Like everything at Amtrak... it depends on who is working!

The Upper Level of Sightseer Lounge Cars always permits personal food. All other Bi-Level Lounges (Californian Cars, Cross Country Cafe Cars) could have the no outside food rule enforced. (I can't remember if California Cars had signs posted or announcements or not.).

For Single Level Cars, it varies alot. I've seen it enforced on the Carolinian. But on some Long Distance trains where signs were posted (Crescent is in my mind) people brought in outside food and no one cared.

Since it is always permitted on some trains, it does't seem like it's a FDA rule... one of those "we are amtrak and we make up rules" type of things. While I'm certain some people on this board think they are great rules, I think all unnecessary rules are a silly thing. The horrors of someone taking up Cafe space to eat a Jimmy John's Sandwich they brought on board!


----------



## Guest (Feb 27, 2016)

I'm thinking like, an apple or orange, maybe a PB&J sandwich, bottle of water- removing my crumbs and trash when leaving. Thanks for the ideas, it's variable, using common sense and "situational awareness."


----------



## MikefromCrete (Feb 27, 2016)

Would you be permitted to bring your own food into a restaurant and eat it at a table? I doubt it.


----------



## caravanman (Feb 27, 2016)

You can always eat your food at your coach seat too. The seats have quite good fold out tray tables.

Ed.


----------



## crescent-zephyr (Feb 27, 2016)

MikefromCrete said:


> Would you be permitted to bring your own food into a restaurant and eat it at a table? I doubt it.
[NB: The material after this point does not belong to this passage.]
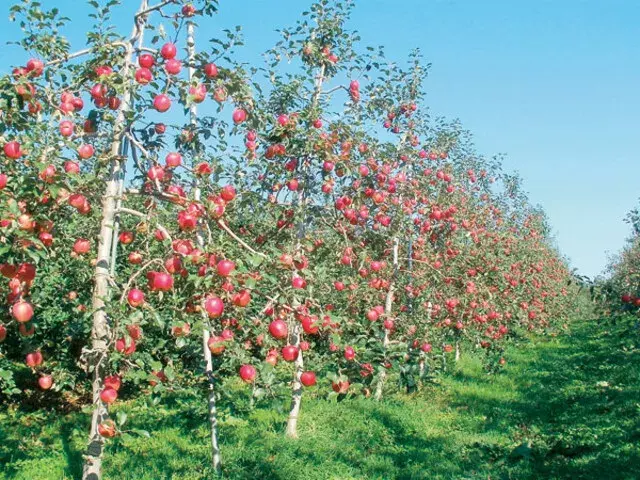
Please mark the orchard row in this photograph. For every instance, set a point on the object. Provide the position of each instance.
(174, 220)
I've seen families / groups of friends do just that when casual restaurants are next door. I'm talking about when a Chipotle is next to a Panera Bread or something like that. So the general idea is not a foreign concept in the real world.
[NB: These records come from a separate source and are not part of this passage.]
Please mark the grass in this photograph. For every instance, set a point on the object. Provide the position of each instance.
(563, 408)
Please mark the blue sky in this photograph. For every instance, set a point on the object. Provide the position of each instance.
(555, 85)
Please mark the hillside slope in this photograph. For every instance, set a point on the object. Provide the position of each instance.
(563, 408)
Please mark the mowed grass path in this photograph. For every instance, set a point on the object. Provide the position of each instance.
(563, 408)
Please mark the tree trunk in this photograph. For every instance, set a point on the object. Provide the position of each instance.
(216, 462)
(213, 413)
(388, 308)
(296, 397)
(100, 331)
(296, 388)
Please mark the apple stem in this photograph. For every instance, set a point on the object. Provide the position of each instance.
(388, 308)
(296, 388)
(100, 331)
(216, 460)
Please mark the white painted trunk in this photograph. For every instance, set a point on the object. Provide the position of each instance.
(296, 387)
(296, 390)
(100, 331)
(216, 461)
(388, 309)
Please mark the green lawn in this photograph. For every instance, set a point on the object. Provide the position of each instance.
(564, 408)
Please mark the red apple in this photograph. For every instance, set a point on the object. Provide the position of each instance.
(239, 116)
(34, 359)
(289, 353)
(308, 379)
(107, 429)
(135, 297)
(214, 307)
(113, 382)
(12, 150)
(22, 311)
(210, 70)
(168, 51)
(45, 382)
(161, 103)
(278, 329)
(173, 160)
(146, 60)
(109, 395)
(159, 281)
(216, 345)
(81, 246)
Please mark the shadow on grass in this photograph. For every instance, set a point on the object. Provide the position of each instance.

More to the point... everyone on board an Amtrak train is an Amtrak customer. Are the tables specifically attached to the cafe? Or are they available for the general use of the paying Amtrak Passengers? That argument was recently debated on this board in relation to the laptop use in cafe cars. As I said previously, making up rules for no reason just seems silly to me. What's worse, each train has their own set of rules.

To be fair to Amtrak, each train has a unique set of equipment.


----------



## Lonestar648 (Feb 27, 2016)

During the busy time in the café, when many people are purchasing a sandwich or meal, then I would expect the booths to be available for the café customers since they are paying for the café food. If you bring your own food aboard, the café isn't busy, and there are no applicable FDA regs, then it should be open seating for everyone.


----------



## neroden (Mar 4, 2016)

I can say that absolutely nobody cares if you bring your own water.


----------



## chakk (Mar 16, 2016)

And your own alcohol may only be consumed in your sleeping car compartment. No consumption of your own supply anywhere else on the train.


----------



## KmH (Mar 16, 2016)

Yep, that is Amtrak's published policy.

As a practical matter, private stock alcohol is routinely consumed in coach and the café/lounge cars.
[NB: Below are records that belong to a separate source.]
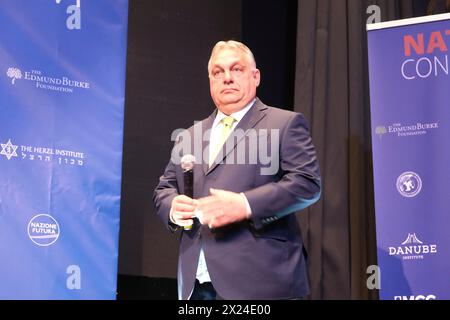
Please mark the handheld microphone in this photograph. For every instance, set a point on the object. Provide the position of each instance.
(187, 164)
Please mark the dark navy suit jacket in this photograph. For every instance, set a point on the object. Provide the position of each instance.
(262, 257)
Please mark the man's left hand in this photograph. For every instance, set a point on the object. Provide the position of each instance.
(221, 208)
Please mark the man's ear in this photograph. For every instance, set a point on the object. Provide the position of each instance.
(257, 76)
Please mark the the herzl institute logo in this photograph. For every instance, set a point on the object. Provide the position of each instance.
(409, 184)
(14, 73)
(43, 230)
(412, 248)
(8, 150)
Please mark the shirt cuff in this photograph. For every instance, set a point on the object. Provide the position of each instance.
(247, 205)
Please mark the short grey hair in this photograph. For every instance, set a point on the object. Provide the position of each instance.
(234, 45)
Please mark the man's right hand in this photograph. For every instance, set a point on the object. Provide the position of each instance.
(182, 210)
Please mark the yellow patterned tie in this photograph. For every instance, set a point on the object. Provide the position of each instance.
(226, 130)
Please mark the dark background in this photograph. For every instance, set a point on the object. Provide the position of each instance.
(294, 42)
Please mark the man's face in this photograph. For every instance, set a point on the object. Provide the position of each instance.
(232, 79)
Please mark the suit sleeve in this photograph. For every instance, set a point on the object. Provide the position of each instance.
(166, 190)
(299, 185)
If one is discrete and does not cause problems the OBS generally won't say anything about consuming private stock alcohol in coach and the café/lounge cars.

Alcohol drinkers that cause problems or that are obviously drunk in public spaces get removed from the train at the earliest opportunity and placed into the custody of local law enforcement - even if they are sleeper berth passengers.

The earliest opportunity is often just a grade crossing convenient to local law enforcement, and need not be a scheduled stop.

Consequently, miscreants can find it difficult to continue their trip.

Passengers can be put off the train to be placed into the custody of local law enforcement for any number of reasons .

https://www.searchlock.com/search?q=woman+kicked+of+amtrak+for+loud+and+constant+cell+phone+use


----------



## PVD (Mar 19, 2016)

a) May be consumed by passengers in the following
locations.
• Any Coach seat.
• Any Sleeping Car accommodation (both alcohol
and non-alcohol beverages permitted).
• Upper level of Superliner Lounge Cars.
• Acela Express equipment.
• Empire Service equipment.
• Northeast Regional Café Cars.
• Auto Train lower level of Lounge Car when
the service area is in the upper level.
• Auto Train upper level of Lounge Car when
the service area is on the lower level.
b) All other Food Service Cars are intended for the
consumption of only Amtrak provided meals,
snacks and beverages, with the following exception:
• When a passenger makes a purchase from the
long distance Lounge Car, only then may the
passenger consume personal food and beverages
in the lower level of a Superliner Lounge Car.

This is from Amtrak's Service Standards, but not the very latest edition. If any of this has changed, I'm sure someone will know. It goes on to say that per FDA rules they are prohibited from storing handling, preparing or reheating anything you provide or bring on.


----------



## Triley (Mar 21, 2016)

Lonestar648 said:


> During the busy time in the café, when many people are purchasing a sandwich or meal, then I would expect the booths to be available for the café customers since they are paying for the café food. If you bring your own food aboard, the café isn't busy, and there are no applicable FDA regs, then it should be open seating for everyone.


And this needs to become the rule. Straight from the mouth of an LSA, just this week I had two ladies walk away empty handed for fears of dropping their purchase trying to get back to their seat, and that there was no where to sit in the Cafe.


----------



## RSG (Mar 28, 2016)

crescent-zephyr said:


> MikefromCrete said:
> 
> 
> > Would you be permitted to bring your own food into a restaurant and eat it at a table? I doubt it.
> ...


And yet, they are most likely violating local health codes. The reason for no-outside-food-or-beverage is not only that it can cannibalize sales for the 'hosting' restaurant, it is so that any food borne illness can be quickly sourced, identified and limited in transmission. It becomes much harder to do that when a family brings in homemade potato salad to eat at Jimmy John's and that entire family later becomes ill---except for the one person who didn't eat the potato salad (but ate something else from home). It's why most health departments are not big fans of shopping mall/transit station food courts, with a common consumption area (and I believe why I have seen more restaurant-specific dining areas in some locales).

Since Amtrak is an interstate common carrier, they come under the governance of the FDA, which has similar standards. Now whether and why they do or don't apply them uniformly is another matter altogether.


----------